Title : Mapping of glacial landforms and deposits from multi-sensor satellite image processing coupled with geological data in northern Alberta, Canada.
Publication : Geophysical Research Abstracts
Issue : 10:
Page(s) : EGU2008-A-05511.
Abstract
Surficial materials in the Athabasca river and Birch Mountains areas are mostly 25 to 11 ky-old legacies from the Laurentide ice sheet. These form an almost continuous cover over northern Alberta, Canada, where drift prospecting has been motivated by the search for diamond dispersal trails and oil-sand outcrops. The aim of this study was to differentiate fracture patterns from glacial scour features, and map nonglacial and glacial landforms and deposits in order to understand ice flow history and glacial patterns and boundaries. Due to remoteness of the study area and the fine scale needed for detecting glacial features in forested terrain, purpose-designed digital mapping tools were required to access detail and ensure spatial continuity.We analyzed spectral properties of surface features in the visible and near infrared bands with Aster images (15 m) and data from the recently launched Alos satellite.
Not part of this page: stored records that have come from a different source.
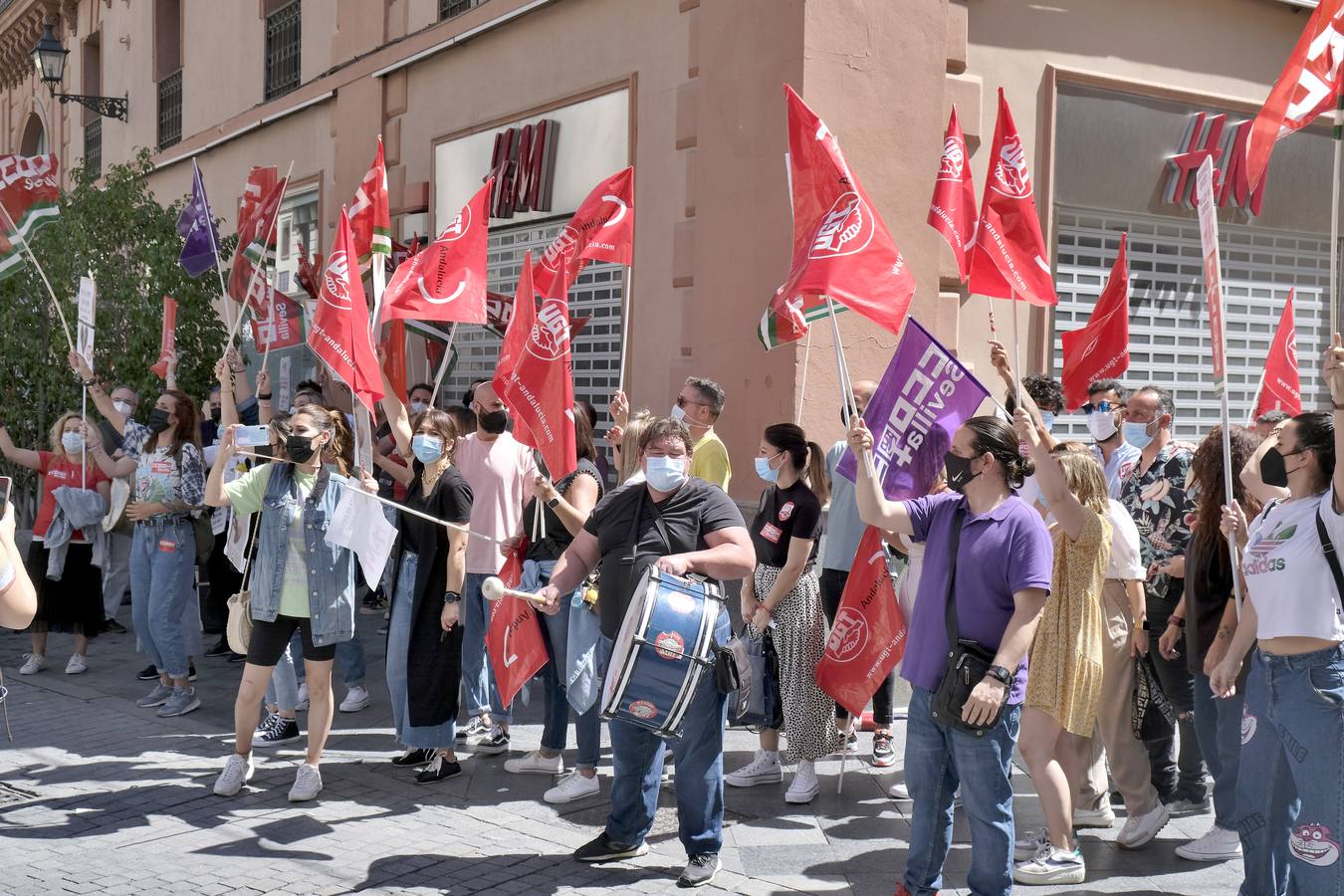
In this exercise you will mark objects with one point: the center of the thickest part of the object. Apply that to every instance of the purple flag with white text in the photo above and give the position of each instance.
(924, 396)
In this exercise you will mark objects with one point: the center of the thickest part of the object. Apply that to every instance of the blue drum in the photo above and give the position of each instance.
(665, 644)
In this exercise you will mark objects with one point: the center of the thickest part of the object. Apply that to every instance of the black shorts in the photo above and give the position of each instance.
(269, 639)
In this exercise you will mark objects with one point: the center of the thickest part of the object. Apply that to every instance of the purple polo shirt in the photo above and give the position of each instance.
(1001, 553)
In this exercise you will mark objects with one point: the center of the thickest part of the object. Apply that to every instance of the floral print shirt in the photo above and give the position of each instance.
(1162, 506)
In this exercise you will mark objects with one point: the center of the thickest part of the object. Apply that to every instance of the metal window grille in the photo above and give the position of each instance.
(1168, 315)
(283, 42)
(169, 111)
(93, 145)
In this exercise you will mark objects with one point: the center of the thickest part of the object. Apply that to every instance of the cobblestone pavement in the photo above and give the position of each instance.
(100, 796)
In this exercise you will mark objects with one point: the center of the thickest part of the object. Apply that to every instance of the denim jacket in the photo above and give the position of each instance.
(331, 569)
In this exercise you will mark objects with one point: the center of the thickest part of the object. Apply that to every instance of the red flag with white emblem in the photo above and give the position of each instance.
(953, 208)
(840, 246)
(340, 334)
(446, 280)
(1009, 258)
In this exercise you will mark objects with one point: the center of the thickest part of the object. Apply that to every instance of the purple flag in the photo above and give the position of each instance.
(924, 396)
(196, 227)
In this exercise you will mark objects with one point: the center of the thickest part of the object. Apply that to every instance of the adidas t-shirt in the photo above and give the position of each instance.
(1286, 573)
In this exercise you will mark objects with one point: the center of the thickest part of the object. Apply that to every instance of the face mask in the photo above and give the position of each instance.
(1102, 426)
(73, 442)
(426, 448)
(1137, 434)
(665, 473)
(959, 472)
(157, 421)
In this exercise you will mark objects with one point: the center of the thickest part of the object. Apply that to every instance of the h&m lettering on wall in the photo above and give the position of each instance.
(523, 165)
(1214, 137)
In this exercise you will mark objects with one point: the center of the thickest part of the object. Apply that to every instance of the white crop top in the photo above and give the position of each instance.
(1286, 573)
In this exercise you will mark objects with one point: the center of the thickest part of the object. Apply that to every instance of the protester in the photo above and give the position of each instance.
(1287, 795)
(423, 637)
(1066, 664)
(300, 581)
(69, 592)
(706, 537)
(1003, 575)
(1203, 623)
(566, 507)
(169, 488)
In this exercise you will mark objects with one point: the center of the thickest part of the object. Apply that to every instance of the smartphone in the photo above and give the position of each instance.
(253, 435)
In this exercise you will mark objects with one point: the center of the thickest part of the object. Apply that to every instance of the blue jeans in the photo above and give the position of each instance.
(637, 765)
(1218, 724)
(483, 695)
(1293, 739)
(163, 558)
(937, 761)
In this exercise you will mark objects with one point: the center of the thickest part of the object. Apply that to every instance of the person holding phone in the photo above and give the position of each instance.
(73, 600)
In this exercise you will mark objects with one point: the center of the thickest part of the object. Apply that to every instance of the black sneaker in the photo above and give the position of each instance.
(440, 769)
(603, 849)
(699, 871)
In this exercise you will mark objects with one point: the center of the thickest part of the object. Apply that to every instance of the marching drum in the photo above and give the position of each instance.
(664, 646)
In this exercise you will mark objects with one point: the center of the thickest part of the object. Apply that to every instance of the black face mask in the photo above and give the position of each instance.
(959, 470)
(158, 421)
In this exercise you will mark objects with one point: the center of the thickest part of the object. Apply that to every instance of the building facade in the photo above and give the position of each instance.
(1114, 100)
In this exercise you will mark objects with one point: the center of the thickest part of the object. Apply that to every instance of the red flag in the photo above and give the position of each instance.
(445, 281)
(369, 219)
(1281, 389)
(840, 246)
(1099, 348)
(514, 635)
(868, 635)
(1009, 258)
(340, 324)
(168, 337)
(601, 230)
(534, 377)
(1308, 87)
(953, 208)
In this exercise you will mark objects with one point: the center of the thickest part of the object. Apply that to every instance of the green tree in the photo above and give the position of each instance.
(117, 231)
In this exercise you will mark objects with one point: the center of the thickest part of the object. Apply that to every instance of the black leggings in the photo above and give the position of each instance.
(271, 638)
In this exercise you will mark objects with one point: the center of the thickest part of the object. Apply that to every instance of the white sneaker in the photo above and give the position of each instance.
(1140, 829)
(308, 784)
(355, 700)
(572, 786)
(1217, 845)
(764, 770)
(805, 786)
(237, 773)
(535, 764)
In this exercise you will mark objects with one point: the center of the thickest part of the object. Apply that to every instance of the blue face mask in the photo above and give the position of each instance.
(426, 448)
(665, 473)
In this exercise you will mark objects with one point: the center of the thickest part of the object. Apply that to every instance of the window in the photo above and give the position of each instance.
(283, 39)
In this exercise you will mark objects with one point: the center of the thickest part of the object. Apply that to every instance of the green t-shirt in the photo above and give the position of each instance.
(246, 495)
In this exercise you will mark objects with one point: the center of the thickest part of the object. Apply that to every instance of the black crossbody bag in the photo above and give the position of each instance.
(967, 660)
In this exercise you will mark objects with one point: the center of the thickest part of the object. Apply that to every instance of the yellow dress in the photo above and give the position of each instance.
(1064, 660)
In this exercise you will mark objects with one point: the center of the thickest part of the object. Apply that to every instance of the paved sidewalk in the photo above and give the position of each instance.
(97, 795)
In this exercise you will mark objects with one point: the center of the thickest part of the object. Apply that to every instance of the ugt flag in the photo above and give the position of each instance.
(1009, 258)
(840, 246)
(868, 635)
(924, 396)
(196, 227)
(1099, 348)
(30, 193)
(1282, 391)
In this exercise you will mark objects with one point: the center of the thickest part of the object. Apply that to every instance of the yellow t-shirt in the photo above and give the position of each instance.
(710, 461)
Digital stereophotogrammetry techniques produced a 15 m-ground resolution DEM, and merging of optical (Avnir-2, 10 m) and radar (Palsar, 6.5 m) images served as a basis for geomorphometric processing and landform classification. Prism images (2.5 m) were also used for photo-interpretation, and GIS-compiled overlays extracted from existing literature on regional geology were used as control data. The final output is a 1:50,000 map of surficial sediments including glaciolacustrine and glaciofluvial deposits, landforms such as kettle holes, hummocky moraine, striation marks, as well as postglacial aeolian deposits and alluvial fans. This semi-automated, multi-scale, multi-sensor digital methodology is ideally suited to exploration-stage landform zoning over broad areas in remote terrain, although interpretation of some features will be nonunique and require additional field and sedimentological work.